Special Collections: Fine Bindings ~ Fairies and Fairy Tales ~ Terror and Madness ~ Poetry ~ Food, Drink and Apothecary ~ Science Fiction ~ Illuminations, Lettering and Hand-Coloring ~ Magic ~ Supernatural and Occult ~ Alchemy ~ Science and Technical ~ Maritime ~ Costumes ~ Humor ~ Children's books ~ Legend of King Arthur ~ Americana ~ 18th Century ~ 19th Century Authors and illustrators: Edgar Allan Poe ~ Jules Verne ~ Edmund Dulac ~ Kay Nielsen ~ Arthur Rackham ~ Edward Gorey ~ Charles Dickens ~ H.P. Lovecraft ~ William Hope Hodgson ~ Mark Twain ~ Lewis Carroll ~ Salvador Dali ~ George Cruikshank ~ Emily Dickinson ~ Geoffrey Chaucer ~ H.G. Wells
Ink & Blood. A Book of Drawings
Arthur Szyk. New York, Heritage Press,1946.

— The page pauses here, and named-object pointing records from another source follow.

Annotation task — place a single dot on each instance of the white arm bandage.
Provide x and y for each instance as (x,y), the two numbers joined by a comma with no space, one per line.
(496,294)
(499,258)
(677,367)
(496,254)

14], 18,  pp. + 4 color plates and 70 monochrome plates. Also with a color frontispiece depicting Szyk at work. With a prefatory text by Struthers Burt. 12¼x9, original morocco, top edge gilt, spine gilt-lettered; original batik-printed board slipcase. One of 1000 inscribed and signed copies.
This copy inscribed for Byron Nishkian. Important post-Holocaust drawings by Szyk. As Burt wrote in the introduction: “This book…these cartoons, the words that accompany them…have a much deeper purpose than to deride and reveal our recent enemies”…”this is NOT A WAR-BOOK, although most of the cartoons were drawn in the time of war. This is a PEACE-BOOK; a book for the parlous years that follow upon war…”
Ink & Blood. A Book of Drawings.
Szyk, Arthur. New York, Heritage Press, 1946.
Signed limited first edition, one of 1000 inscribed copies, of this striking collection of Szyk’s wartime propaganda work, with color frontispiece and 74 plates, six in color and mounted (the rest printed in sepia duotone), inscribed, “In memory of Ronnie Gaskin, Arthur Szyk.”
Polish-born Arthur Szyk considered his work to be “weapons of war.” Upon the German invasion of Poland in 1939, his life and career were altered forever. Syzk lived in London at the time, and, in an effort to sway American public opinion against the Nazis, British authorities dispatched him to New York City. There he was to assume the role of unofficial propagandist for the Allied powers, contributing a steady stream of anti-Nazi cartoons and caricatures for major U.S. publications, including Time, Collier’s, Esquire, The New York Times, the New York Post (where he eventually served as editorial cartoonist) and the Chicago Sun. For this mission, Szyk developed a new and different approach from his established style of “illumination,” creating caricatures that combined the precise detail and fine craftsmanship of his miniaturist illustrations with the barbed satire of political commentary.